A public communications service provider must, under the terms of the Data Retention Regulations that came into force in the UK in April of this year, retain records for 12 months on communications that have taken place over their network. This data includes user IDs, the times and dates of access, and the online destinations that were being accessed. The content of the communications cannot be retained without the user's permission, due to data-protection laws.
However, there is a get-out clause in the Data Retention Regulations, in that no public communications service provider has to keep such records unless they are notified by the government that they are required to do so.

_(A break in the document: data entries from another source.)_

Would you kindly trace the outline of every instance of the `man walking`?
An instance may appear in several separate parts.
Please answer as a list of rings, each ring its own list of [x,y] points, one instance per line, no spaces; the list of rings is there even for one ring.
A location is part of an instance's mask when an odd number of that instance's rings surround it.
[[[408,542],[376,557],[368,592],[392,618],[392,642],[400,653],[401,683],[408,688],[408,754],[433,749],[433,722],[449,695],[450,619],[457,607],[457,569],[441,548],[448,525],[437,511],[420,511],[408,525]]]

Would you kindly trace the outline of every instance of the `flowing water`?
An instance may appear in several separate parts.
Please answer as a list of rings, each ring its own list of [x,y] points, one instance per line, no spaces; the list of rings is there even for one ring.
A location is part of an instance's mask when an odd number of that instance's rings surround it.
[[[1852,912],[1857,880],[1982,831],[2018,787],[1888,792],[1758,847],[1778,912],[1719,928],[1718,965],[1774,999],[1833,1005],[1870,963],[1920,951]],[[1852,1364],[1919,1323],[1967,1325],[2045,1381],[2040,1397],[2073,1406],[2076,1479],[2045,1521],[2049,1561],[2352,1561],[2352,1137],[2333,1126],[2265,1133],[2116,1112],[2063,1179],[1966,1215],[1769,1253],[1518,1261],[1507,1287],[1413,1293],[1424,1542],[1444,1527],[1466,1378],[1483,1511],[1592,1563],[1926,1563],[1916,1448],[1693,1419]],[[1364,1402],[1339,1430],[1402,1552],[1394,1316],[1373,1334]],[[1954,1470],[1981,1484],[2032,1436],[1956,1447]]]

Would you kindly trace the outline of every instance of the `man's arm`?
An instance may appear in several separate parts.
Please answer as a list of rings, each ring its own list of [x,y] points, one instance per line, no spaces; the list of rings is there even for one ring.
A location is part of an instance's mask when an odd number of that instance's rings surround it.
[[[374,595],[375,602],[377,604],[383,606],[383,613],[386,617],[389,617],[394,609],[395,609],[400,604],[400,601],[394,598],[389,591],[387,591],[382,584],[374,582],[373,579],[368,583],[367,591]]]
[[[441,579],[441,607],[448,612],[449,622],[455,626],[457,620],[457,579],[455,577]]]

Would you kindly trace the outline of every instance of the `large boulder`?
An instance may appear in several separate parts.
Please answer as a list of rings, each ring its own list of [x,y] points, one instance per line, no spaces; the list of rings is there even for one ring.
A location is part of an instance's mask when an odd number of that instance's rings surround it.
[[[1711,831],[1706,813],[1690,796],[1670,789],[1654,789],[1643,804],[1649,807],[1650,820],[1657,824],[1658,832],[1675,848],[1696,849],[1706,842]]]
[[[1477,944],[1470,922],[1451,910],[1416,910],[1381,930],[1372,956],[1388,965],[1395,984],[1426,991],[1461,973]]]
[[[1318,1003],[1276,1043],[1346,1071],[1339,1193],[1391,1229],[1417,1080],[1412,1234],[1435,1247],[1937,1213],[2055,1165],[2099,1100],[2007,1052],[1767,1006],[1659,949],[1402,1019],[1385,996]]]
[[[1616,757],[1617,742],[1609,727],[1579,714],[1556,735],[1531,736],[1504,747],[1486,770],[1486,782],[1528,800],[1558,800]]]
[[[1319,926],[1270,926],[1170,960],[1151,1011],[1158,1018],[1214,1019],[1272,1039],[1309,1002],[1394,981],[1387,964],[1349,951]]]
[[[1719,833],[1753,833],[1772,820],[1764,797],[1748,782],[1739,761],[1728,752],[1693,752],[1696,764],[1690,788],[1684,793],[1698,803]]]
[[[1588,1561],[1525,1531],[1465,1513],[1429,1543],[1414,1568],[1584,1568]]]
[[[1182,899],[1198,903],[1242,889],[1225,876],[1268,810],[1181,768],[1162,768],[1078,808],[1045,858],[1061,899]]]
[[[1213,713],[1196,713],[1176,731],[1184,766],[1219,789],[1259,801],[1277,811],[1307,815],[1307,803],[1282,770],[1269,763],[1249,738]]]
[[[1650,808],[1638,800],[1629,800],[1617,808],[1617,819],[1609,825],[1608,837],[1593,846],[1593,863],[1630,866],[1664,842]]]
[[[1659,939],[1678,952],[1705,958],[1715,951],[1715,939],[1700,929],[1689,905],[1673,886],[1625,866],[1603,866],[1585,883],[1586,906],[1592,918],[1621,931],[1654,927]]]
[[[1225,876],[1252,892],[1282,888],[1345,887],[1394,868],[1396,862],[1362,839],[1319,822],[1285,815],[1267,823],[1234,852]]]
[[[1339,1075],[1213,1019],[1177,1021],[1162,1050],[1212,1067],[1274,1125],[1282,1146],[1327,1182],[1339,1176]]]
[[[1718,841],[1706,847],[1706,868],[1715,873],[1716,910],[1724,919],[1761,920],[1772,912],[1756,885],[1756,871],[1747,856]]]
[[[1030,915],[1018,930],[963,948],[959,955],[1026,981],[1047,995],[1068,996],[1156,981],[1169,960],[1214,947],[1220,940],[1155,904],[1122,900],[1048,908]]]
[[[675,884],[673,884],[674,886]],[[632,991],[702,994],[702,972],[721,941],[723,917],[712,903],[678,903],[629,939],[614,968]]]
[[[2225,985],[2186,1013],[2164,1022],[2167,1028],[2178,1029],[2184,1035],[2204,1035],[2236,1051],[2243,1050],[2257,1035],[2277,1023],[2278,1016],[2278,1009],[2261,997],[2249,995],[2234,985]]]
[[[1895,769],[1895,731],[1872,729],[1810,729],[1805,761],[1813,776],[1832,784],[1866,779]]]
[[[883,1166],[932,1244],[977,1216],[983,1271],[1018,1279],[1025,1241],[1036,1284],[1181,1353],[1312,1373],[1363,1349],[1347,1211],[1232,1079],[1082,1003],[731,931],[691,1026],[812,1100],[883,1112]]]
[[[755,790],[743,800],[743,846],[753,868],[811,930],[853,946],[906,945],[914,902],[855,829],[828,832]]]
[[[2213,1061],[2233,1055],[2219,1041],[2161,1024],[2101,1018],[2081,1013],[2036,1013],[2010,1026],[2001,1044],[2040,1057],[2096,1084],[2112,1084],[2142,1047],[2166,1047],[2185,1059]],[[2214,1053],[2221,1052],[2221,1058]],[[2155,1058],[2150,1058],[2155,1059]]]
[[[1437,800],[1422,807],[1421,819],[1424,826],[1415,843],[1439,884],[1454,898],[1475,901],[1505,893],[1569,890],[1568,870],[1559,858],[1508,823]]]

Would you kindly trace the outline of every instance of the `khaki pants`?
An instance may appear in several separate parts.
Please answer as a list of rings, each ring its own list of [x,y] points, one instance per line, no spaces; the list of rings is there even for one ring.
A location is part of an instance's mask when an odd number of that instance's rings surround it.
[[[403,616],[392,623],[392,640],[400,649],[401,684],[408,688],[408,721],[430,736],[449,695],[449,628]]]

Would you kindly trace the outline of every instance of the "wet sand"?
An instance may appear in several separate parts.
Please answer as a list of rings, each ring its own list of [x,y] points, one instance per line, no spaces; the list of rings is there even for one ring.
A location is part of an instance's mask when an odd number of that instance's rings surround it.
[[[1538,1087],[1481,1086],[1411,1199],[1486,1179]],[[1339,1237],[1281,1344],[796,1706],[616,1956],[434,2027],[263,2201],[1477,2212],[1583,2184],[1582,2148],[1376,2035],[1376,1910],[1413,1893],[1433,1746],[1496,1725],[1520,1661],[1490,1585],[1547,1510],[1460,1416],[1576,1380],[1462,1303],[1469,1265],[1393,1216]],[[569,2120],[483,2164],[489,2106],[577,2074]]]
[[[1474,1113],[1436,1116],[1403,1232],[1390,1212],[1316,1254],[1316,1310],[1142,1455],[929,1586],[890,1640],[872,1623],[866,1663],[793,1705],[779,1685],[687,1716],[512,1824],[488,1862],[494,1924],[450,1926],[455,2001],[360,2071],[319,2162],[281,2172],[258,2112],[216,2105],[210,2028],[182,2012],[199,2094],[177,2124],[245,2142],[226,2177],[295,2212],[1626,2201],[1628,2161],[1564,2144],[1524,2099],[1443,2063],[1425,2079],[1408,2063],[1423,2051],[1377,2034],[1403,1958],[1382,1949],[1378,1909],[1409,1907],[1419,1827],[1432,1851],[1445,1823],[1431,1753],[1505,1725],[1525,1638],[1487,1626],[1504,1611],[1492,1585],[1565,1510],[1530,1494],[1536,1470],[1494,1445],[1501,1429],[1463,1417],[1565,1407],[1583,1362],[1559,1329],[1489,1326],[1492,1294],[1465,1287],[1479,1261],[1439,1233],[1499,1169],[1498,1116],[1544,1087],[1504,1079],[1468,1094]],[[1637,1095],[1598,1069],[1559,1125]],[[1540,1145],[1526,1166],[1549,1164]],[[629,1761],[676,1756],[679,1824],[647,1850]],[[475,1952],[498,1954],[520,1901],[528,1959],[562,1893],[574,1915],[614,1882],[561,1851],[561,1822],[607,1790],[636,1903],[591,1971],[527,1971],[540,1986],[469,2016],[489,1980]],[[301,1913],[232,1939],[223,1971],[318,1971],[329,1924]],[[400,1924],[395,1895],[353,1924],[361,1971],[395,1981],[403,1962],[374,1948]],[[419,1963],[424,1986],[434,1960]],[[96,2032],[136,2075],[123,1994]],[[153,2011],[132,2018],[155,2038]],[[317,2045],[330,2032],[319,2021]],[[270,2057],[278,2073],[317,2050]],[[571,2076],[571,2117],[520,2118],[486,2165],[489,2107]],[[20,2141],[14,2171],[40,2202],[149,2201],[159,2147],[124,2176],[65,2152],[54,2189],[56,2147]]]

According to Edwards, this is because "only the big six ISPs have the facilities to comply, and because the government agreed [in its legislation] to repay some of the costs [of retaining [[and accessing - Pangloss adds]] such records]". She noted that this clause might itself be non-compliant with the EU data-retention laws that were transposed into UK law in April.
Edwards pointed out that, even if the sanctions proposed in the Digital Economy Bill come into force, "no-one will know who [the downloader] was, because the IP address that will show up [upon investigation] will be of the hotspot". She added that the rights holder seeking infringers of their copyright would probably not know that the IP address in question was not that of a subscriber.
It would then be up to the hotspot operator to point out that they were not the end user downloading copyrighted material. "But when would they get to say that? Maybe straightaway, maybe not until after disconnection — it's not currently clear," Edwards said."
1 comment:
"According to legal advice sent to The Cloud by the law firm Faegre & Benson on 17 August, 'Wi-Fi hotspots in public and enterprise environments providing access to the internet to members of the public, free or paid, are public communications services'."
Maybe they would also say the same applies to what we do providing comms and mail to our students and staff. Its not all automatic depending on jobs or courses - there are some students who can choose to pay extra to get more access. That is probably the case for lots of UK universities.
I'm also worried about malicious claims to copyright being used to harass legitimate users or owners. There are some nasty, clever, people out there. There are - believe it or not Lord Mandelson - nasty clever people who do nasty clever things with computers or networks purely to upset other people and cause trouble.
The kind of people who send us endless torrents of phishing spam (or who leave the software that sends it running on bots long after they have forgotten about it and moved on to the next scam) can and probably will find some way to make mischief, or profit, by sending well-faked complaints.
The complaints we see at the moment (probably more than one a week) almost always originate from software. They are sent to us automatically. No real human lawyer types them in and decides to send them to us - some computer program notices that an old Chuck Norris film seems to be available from such-and-such and address and zaps off a nastygram to the registered owners of the domain, and their ISPs. Those channels can be exploited by the bad guys.